Why this is needed: Many states in the union have declared the right to keep and bear arms in their state constitutions in addition to the federal Second Amendment, so why should California continue to exclude that? Anti-gun activists tote the idea that possession of arms should be a privilege, that no one has an inherent and private right to bear arms. Enumerating this right also helps dispel any further discrepancies between the state and federal constitutions. Additionally, to maintain the fundamental American idea of checks and balances, the legislature has the chance to correct a wrong by the California Supreme Court. In the case of Kasler v. Lockyer, originally about challenging the Assault Weapons Control Act (AWCA) of 1989, the Court stated in their opinion that the California Constitution does not grant the right to bear arms. From the Court’s opinion: “If plaintiffs are implying that a right to bear arms is one of the rights recognized in the California Constitution’s declaration of rights, they are simply wrong.” As previously explained, the closest thing in the state constitution would be under Article 1, Section 1, in which the plaintiffs in the Kasler case argued it implied the right to bear arms.
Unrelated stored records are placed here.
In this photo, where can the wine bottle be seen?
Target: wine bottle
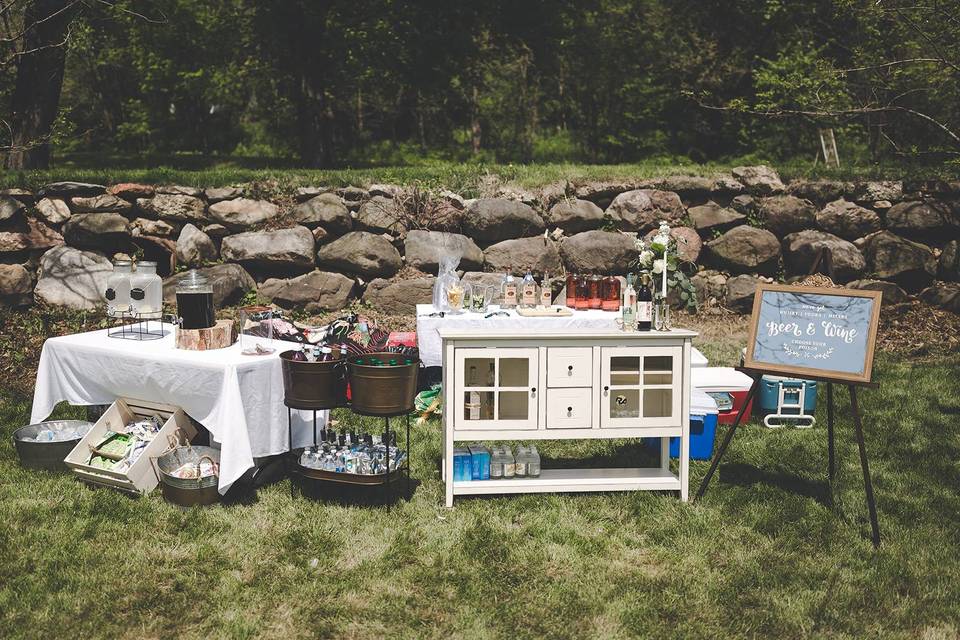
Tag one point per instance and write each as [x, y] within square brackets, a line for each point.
[644, 304]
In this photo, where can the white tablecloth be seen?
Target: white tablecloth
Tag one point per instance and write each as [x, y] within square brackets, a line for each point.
[428, 336]
[238, 398]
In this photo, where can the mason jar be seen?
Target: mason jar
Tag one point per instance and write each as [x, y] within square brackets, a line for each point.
[146, 290]
[195, 302]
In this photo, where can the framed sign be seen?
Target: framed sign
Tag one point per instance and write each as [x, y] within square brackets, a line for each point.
[816, 332]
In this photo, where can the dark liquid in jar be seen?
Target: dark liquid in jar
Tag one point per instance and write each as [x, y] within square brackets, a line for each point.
[196, 310]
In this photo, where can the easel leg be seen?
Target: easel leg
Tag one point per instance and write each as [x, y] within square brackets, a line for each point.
[726, 441]
[830, 454]
[868, 485]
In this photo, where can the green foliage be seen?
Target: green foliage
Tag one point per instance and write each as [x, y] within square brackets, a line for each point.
[346, 84]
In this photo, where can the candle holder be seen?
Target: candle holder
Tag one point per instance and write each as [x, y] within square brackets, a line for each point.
[661, 314]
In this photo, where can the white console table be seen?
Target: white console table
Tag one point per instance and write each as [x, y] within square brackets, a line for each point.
[572, 384]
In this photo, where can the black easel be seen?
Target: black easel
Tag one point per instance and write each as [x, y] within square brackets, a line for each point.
[824, 260]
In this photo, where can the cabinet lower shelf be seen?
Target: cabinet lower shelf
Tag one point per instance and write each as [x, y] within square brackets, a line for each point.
[569, 480]
[607, 433]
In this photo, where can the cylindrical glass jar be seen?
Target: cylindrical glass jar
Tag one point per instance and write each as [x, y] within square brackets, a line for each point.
[572, 290]
[146, 290]
[583, 292]
[611, 294]
[117, 291]
[195, 302]
[256, 330]
[596, 298]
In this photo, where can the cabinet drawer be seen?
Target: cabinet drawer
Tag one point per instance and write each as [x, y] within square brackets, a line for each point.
[569, 366]
[569, 408]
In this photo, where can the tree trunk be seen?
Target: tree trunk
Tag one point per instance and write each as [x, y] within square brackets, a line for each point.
[36, 97]
[475, 131]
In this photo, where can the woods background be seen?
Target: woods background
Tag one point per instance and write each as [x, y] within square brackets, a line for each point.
[346, 83]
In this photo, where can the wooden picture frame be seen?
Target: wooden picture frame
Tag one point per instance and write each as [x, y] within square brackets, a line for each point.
[823, 373]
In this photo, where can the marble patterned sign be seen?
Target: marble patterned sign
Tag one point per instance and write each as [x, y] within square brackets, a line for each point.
[820, 332]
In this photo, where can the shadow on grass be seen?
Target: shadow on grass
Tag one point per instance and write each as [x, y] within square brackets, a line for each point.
[747, 475]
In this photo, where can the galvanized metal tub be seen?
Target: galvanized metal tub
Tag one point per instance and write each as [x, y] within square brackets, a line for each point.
[46, 455]
[188, 492]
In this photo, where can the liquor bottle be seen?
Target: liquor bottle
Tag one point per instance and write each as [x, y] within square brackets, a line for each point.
[508, 290]
[610, 292]
[644, 304]
[629, 306]
[546, 290]
[528, 291]
[571, 297]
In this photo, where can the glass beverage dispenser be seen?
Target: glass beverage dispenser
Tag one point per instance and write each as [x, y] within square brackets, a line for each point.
[195, 302]
[146, 291]
[117, 292]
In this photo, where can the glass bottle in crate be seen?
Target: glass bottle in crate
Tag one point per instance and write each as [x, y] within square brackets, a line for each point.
[508, 290]
[583, 292]
[146, 290]
[117, 292]
[571, 290]
[611, 294]
[596, 299]
[546, 290]
[528, 291]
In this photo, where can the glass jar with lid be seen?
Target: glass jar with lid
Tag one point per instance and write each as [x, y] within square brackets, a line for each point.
[146, 290]
[195, 301]
[611, 294]
[117, 290]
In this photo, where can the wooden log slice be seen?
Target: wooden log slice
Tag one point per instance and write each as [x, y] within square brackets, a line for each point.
[219, 336]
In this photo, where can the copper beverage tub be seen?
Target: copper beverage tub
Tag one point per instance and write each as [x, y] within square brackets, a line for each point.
[313, 385]
[383, 390]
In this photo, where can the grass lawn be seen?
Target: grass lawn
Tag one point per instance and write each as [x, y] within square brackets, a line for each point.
[463, 178]
[764, 554]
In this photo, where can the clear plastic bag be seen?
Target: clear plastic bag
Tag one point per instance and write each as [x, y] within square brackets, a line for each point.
[448, 290]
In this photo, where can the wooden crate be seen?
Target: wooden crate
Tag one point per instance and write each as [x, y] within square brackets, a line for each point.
[141, 477]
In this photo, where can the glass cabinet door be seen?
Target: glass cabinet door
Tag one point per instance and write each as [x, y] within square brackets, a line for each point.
[640, 386]
[496, 388]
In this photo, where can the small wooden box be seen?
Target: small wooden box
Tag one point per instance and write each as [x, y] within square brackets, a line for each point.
[141, 477]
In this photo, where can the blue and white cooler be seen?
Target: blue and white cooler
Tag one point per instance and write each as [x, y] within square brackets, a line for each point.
[703, 428]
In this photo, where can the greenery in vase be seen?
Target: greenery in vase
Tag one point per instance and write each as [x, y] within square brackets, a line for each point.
[650, 258]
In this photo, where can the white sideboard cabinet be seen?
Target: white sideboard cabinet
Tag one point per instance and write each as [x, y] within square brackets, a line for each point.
[508, 385]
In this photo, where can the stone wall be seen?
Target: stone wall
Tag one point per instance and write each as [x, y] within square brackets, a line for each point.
[319, 249]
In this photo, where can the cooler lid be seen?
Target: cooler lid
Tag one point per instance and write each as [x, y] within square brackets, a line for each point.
[720, 379]
[701, 404]
[697, 359]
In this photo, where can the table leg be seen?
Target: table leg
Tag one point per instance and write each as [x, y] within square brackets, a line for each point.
[830, 451]
[386, 484]
[868, 485]
[289, 456]
[409, 495]
[726, 441]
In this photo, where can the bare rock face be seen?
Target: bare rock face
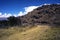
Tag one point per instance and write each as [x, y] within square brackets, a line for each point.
[47, 14]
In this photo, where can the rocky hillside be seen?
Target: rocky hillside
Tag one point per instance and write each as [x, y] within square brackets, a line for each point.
[46, 14]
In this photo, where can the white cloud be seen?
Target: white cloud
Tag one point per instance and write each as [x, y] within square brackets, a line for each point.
[5, 15]
[21, 13]
[27, 9]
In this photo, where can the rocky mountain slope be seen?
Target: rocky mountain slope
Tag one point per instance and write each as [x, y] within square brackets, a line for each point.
[46, 14]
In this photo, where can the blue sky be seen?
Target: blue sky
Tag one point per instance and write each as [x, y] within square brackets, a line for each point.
[15, 7]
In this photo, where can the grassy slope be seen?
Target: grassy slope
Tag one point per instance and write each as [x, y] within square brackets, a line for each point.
[34, 33]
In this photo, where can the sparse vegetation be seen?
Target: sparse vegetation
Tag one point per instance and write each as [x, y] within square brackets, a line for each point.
[40, 32]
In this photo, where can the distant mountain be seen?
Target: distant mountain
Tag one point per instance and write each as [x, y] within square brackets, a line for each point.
[47, 14]
[3, 18]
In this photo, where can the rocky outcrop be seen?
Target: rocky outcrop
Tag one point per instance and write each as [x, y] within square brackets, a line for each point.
[47, 14]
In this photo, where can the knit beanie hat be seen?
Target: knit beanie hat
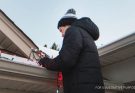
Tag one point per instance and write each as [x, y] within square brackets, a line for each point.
[68, 18]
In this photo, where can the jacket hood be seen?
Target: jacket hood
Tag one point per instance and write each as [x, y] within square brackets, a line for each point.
[89, 26]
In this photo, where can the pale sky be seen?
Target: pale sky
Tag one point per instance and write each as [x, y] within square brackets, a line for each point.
[38, 18]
Thus, an incongruent judiciary opinion that rules against the notion of liberty of this magnitude would not be tolerated, as well as having this right be state recognized as a stronger defense against the anti-gun lobby and politicians in state court. Ideally, this would also help our coalition to invalidate the strict gun control brought on by the state over the decades. I believe the God-given right to self-preservation must be enshrined in the California Constitution. I am open to any proposed changes to the wording of the amendment to make it stronger, if needed.
Many thanks, and I look forward to hearing your feedback!